Two inches, or, say, an inch and a half! No more than that wrong in this dream city; and over yonder? Her eyes travelled past the snowdrift of the camp, rising against the blue background of wide water, to Eshwara, rising against its background of blue hill.
"I thought so; a good inch and a half," said Lance exultantly, coming up with measured strides. "It makes a lot of difference though."
She looked at him critically. Older by some months than he, full of strong character, almost overfull of strong convictions, she was yet--as women must be until experience of work-a-day life teaches them, as it has taught men, the value of subordination--curiously undisciplined, curiously lawless. And this striving after uniformity impressed her.

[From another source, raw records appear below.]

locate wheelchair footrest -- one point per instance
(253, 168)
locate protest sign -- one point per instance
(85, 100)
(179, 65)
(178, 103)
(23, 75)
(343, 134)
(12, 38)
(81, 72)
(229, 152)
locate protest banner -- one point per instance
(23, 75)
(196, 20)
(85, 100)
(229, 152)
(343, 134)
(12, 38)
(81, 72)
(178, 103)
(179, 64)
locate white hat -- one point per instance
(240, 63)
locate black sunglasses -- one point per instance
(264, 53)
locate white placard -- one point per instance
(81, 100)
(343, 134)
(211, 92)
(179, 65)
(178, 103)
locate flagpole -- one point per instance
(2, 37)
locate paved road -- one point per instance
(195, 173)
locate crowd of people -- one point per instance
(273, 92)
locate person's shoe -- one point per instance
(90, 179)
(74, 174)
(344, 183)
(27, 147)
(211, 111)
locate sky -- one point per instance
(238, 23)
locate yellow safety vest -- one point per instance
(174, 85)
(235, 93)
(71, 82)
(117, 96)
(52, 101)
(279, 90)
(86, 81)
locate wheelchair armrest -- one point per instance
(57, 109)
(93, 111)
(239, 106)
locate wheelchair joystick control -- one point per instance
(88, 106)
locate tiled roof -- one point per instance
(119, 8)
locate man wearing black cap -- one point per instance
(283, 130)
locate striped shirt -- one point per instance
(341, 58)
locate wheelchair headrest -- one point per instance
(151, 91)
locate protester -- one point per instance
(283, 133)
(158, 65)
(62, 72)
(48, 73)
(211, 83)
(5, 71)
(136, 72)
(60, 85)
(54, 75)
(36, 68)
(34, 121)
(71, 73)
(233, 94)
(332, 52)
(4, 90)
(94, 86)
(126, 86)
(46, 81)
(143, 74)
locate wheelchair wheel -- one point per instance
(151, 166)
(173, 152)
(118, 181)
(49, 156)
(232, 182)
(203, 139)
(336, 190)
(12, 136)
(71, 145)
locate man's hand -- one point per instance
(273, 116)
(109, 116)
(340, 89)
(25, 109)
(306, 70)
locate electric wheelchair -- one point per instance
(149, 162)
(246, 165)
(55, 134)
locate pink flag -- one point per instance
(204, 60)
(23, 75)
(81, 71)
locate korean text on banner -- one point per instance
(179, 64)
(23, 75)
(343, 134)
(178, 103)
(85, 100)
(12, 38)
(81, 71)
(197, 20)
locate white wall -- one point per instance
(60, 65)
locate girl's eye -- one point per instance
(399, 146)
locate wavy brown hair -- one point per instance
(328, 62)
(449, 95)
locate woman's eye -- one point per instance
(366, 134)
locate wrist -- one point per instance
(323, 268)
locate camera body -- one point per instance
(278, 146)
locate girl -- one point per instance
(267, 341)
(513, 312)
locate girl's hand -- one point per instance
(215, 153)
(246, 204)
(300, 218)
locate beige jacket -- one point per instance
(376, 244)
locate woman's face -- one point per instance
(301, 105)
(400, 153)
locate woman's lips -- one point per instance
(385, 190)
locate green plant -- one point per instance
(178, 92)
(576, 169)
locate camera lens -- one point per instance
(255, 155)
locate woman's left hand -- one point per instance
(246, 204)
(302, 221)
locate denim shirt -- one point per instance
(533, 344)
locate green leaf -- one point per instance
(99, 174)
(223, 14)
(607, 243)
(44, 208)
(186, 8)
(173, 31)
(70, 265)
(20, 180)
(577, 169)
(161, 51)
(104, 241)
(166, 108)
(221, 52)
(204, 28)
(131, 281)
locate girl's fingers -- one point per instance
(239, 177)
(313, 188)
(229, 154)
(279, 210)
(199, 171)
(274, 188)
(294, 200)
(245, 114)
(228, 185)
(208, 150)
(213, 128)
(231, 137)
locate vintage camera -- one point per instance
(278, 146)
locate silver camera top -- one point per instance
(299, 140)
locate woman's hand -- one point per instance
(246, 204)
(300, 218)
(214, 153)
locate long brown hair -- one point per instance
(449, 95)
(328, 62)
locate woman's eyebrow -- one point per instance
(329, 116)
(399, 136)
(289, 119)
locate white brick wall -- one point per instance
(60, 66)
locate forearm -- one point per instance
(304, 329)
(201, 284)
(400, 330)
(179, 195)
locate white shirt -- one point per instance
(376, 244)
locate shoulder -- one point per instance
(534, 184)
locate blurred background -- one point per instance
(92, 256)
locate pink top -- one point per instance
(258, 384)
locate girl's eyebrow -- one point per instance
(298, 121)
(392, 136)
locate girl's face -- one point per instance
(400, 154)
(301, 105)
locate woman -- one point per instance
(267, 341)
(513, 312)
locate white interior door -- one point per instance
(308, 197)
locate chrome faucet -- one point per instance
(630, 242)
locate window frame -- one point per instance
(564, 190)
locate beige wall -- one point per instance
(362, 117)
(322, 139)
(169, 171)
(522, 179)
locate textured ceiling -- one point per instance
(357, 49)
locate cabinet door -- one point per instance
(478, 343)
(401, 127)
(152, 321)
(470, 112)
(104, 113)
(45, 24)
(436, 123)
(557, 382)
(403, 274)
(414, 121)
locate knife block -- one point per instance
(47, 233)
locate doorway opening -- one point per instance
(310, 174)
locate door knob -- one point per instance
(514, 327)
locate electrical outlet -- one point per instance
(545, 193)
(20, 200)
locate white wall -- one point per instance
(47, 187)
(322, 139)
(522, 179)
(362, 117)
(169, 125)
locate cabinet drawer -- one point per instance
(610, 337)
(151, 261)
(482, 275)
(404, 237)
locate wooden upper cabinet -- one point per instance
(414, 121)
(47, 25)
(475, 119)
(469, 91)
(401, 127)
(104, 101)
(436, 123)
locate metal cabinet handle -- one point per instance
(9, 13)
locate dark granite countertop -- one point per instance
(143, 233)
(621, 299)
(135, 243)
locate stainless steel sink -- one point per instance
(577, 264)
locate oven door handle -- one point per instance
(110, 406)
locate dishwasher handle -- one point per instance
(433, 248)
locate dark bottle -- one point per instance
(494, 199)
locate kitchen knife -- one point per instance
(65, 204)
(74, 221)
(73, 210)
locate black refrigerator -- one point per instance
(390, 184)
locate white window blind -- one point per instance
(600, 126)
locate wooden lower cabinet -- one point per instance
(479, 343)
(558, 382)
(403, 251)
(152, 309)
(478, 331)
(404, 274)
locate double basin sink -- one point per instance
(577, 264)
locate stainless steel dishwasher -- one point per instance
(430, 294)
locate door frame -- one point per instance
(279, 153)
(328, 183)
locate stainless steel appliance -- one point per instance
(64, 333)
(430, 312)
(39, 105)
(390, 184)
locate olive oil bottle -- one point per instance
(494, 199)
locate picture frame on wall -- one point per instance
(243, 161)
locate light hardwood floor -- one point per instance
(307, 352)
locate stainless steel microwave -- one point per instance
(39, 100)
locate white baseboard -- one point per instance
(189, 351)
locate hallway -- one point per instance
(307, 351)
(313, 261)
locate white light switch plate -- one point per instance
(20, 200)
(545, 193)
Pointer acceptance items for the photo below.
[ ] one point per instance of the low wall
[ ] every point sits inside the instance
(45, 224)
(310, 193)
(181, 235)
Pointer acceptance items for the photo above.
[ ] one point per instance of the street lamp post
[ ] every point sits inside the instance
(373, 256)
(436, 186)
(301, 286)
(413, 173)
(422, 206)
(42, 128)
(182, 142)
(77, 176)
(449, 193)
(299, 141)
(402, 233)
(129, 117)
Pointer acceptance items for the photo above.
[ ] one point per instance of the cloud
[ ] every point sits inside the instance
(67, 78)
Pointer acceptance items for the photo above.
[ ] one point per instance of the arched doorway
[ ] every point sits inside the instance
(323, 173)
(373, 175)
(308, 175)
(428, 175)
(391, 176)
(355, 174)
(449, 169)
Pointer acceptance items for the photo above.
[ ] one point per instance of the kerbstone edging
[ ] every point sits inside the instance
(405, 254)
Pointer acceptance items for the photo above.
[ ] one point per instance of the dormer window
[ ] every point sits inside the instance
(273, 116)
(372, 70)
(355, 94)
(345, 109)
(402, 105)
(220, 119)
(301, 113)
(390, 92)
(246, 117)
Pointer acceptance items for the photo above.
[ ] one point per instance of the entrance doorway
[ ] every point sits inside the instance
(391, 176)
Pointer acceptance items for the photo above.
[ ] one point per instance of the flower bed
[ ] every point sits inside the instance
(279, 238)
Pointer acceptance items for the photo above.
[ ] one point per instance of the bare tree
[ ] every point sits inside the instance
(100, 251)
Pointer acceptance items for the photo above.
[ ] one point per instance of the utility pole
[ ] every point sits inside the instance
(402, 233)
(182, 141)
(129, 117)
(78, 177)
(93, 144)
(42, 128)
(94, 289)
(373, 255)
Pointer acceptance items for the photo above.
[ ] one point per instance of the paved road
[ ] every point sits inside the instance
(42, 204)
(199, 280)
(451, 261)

"I suppose you learn that sort of thing in the army," she said, with a new respect.
He laughed. "I should think so; buttons and bootlaces all to pattern. It's an awful bore, but it keeps things going. Now, here we are! Now, you can see properly."
They stood in the centre of the camp, in front of the huge durbar tent, that wandering throne of an empire fixed and immovable as the stars. In front of them, rising out of a wilderness of roses, blossoming where nothing but sand had shown since the primeval sea receded from the hills, was the flag of that empire, its folds drooping round the mast. And beyond it, past the two brass guns pointing down the long vista, was an avenue of palms, bordered by green grass and beds of flowers, and intersected by broad paths leading back to the solid white squares of the tents. At the farther end, a quarter of a mile or more from the flagstaff, a triumphal arch at the entrance showed, until the palm-leaves cut it short, a legend:
"WELCOME TO THE LORD----"
and above it, far at the feet of those distant snows, lay that wreath of white mist hiding the "Cradle of the Gods."